16. Se só pudesses dar uma dica às pessoas que estão a pensar fazer o caminho, qual seria?
Vivam o Caminho, dia-a-dia! A cada etapa concluída, apreciem o quão longe chegaram e congratulem-se por essa conquista.
17. Houve alguma aprendizagem ou mudança pessoal que tenha resultado da experiência?
Há muitas aprendizagens, algumas delas ainda nem sabemos que as fizemos. Mas, no dia do Apagão (28 de abril), só quando chegámos a Pontevedra, pelas 17h00, já sem rede, com as lojas fechadas, apenas alguns bares/restaurantes abertos, é que percebemos a verdadeira dimensão e impacto do que estava a acontecer. Ainda foi possível tomar banho quente e voltamos para a rua, como a maioria das pessoas. Não foi possível jantar, apenas comprar umas batatas fritas de pacote e uns chocolates. Estava calor, as famílias optaram por levar as crianças e animais para passear e tirar partido da luz do dia. Não era possível telefonar para casa, nem enviar mensagens ou whatsapp, não havia rede. Optámos por ir ver a cidade (tanto quanto as pernas e pés permitiam, depois de 23,5km) e fomos brindadas com um lindo por do sol (às 20h24). Não houve pânico, embora existisse alguma preocupação. Contudo, não estava nas nossas mãos resolver o problema. Nada podíamos fazer a não ser confiar no processo, manter a calma e encontrar alguma beleza mesmo neste contexto adverso. Veio ao de cima alguma “resiliência serena” e capacidade de aproveitar o que o momento oferecia. O pôr do sol!
18. Após completares o Caminho, sentes que a experiência correspondeu às tuas expectativas iniciais? De que maneira?
Toda a experiência superou as minhas expetativas. Talvez porque não tinha termo de comparação, não sabia o que esperar. E fui, como me aconselharam, de coração e mente aberta. Tudo foi novidade e tudo foi lindo.
19. Participaste em alguma celebração ou evento cultural ao longo do Caminho? Como foi essa experiência?
Participei na Missa do Peregrino e no Abraço ao Santiago. A celebração da missa foi partilhada com mais dois sacerdotes: um dos USA e outro da Ucrânia. Que vinham a acompanhar grupos e peregrinos destes países. Senti-me pequenina diante da grandiosidade deste Caminho e de tudo o que nele se vivencia. Mas senti-me acolhida e abraçada.
20. Se tivesses que descrever o Caminho em três palavras, quais seriam?
Aceitação. Superação. Comunhão
21. Tens planos de fazer o Caminho novamente ou explorar outras rotas?

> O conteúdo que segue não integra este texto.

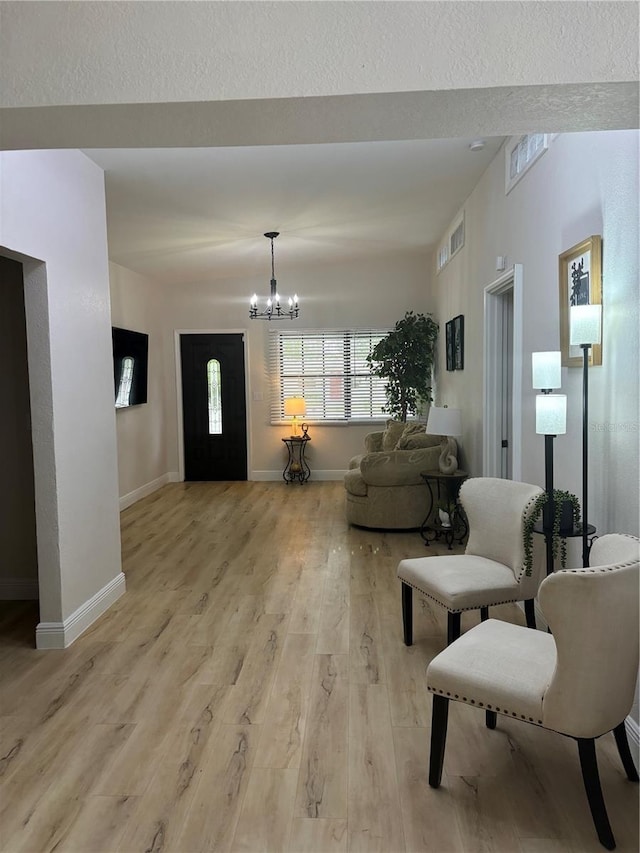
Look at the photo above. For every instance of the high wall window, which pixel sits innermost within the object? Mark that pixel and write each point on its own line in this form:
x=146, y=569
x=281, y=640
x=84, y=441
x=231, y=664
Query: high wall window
x=330, y=370
x=214, y=396
x=521, y=152
x=124, y=385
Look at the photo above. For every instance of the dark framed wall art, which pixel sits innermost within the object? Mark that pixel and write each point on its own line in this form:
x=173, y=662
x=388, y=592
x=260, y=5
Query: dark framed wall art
x=449, y=344
x=580, y=284
x=458, y=342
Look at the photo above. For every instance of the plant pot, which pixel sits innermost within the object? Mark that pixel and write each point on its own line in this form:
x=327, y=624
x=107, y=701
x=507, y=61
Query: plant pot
x=566, y=518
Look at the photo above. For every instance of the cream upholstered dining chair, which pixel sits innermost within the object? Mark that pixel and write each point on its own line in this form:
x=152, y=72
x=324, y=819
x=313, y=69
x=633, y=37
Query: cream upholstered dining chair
x=491, y=570
x=578, y=680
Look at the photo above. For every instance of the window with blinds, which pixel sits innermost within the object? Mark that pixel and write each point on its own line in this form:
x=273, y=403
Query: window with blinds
x=330, y=370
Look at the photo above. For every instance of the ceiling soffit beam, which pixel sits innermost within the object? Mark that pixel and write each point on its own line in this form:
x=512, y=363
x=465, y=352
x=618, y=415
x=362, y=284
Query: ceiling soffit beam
x=501, y=111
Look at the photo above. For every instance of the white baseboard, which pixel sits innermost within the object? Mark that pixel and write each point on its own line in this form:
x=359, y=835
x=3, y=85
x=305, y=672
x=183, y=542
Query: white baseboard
x=19, y=589
x=147, y=489
x=274, y=476
x=59, y=635
x=633, y=733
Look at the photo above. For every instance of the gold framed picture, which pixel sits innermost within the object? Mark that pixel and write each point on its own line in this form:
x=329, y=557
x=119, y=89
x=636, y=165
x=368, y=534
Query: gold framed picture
x=580, y=284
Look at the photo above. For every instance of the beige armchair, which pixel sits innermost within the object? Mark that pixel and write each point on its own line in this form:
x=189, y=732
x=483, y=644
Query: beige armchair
x=383, y=487
x=578, y=681
x=491, y=570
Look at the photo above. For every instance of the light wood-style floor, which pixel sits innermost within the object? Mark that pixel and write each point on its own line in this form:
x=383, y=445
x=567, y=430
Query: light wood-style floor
x=252, y=692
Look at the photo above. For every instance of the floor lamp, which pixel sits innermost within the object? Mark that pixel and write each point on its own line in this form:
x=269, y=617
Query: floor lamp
x=551, y=420
x=585, y=322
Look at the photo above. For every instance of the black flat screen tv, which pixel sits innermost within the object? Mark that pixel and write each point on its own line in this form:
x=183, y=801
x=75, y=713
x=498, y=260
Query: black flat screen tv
x=130, y=367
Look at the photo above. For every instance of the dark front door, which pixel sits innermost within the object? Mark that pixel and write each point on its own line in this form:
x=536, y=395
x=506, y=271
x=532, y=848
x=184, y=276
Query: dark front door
x=214, y=407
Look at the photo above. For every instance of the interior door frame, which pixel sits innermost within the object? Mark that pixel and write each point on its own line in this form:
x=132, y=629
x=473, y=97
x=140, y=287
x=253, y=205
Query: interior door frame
x=512, y=279
x=179, y=404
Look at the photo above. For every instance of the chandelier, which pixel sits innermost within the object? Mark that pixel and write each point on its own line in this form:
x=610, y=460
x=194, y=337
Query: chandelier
x=274, y=309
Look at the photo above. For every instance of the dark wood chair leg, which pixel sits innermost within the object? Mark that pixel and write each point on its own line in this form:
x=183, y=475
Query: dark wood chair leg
x=530, y=612
x=407, y=613
x=439, y=717
x=453, y=627
x=591, y=779
x=620, y=734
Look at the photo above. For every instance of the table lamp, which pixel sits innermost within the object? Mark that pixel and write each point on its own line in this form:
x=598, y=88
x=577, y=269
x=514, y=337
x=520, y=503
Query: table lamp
x=294, y=406
x=447, y=423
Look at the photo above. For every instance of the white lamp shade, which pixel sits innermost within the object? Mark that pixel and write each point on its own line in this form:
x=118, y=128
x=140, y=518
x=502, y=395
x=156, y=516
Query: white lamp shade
x=585, y=324
x=546, y=369
x=444, y=421
x=294, y=406
x=551, y=414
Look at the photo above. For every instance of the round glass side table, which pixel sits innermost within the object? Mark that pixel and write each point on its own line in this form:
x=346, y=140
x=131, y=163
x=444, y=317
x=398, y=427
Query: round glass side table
x=443, y=494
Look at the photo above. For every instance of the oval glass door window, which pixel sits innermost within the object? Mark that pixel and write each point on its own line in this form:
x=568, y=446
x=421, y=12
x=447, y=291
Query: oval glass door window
x=214, y=396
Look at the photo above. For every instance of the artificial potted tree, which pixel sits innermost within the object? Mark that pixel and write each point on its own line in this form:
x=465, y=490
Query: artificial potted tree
x=405, y=359
x=566, y=518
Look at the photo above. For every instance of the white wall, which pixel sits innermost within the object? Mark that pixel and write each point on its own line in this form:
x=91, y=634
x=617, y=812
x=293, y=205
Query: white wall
x=367, y=294
x=137, y=303
x=53, y=217
x=584, y=184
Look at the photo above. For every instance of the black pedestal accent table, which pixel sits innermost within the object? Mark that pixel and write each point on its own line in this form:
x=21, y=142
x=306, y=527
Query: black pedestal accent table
x=297, y=467
x=538, y=527
x=444, y=488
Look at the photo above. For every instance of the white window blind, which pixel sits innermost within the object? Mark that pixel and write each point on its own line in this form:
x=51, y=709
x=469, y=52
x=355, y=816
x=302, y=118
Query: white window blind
x=330, y=370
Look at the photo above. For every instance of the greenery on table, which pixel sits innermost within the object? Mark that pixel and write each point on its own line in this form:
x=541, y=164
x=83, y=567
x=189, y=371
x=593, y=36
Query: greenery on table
x=558, y=542
x=405, y=359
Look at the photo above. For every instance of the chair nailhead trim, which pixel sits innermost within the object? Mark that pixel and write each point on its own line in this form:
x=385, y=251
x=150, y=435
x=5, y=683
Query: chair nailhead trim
x=489, y=708
x=459, y=609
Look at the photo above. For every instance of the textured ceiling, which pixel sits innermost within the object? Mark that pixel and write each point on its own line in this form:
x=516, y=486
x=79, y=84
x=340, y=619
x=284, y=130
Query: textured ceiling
x=188, y=214
x=344, y=125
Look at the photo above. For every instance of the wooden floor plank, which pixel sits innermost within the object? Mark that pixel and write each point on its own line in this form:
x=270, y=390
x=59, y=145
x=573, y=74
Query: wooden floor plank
x=374, y=802
x=252, y=691
x=322, y=782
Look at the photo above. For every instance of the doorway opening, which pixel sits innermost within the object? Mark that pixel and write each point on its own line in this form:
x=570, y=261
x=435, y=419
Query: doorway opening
x=19, y=591
x=503, y=328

Tenho. Ainda não tínhamos partido para esta primeira aventura e já estava a pensar em qual seria a próxima 😊. No entanto, embora saiba que quero repetir, ainda não está decidido qual o Caminho. Estou muito interessada em descobrir o Caminho Santiago – Finisterra. Mas por agora é hora de absorver tudo o que este Caminho me trouxe e que ainda nem tomei consciência. Ainda é tudo muito recente, ainda estamos a viver das memórias, das histórias.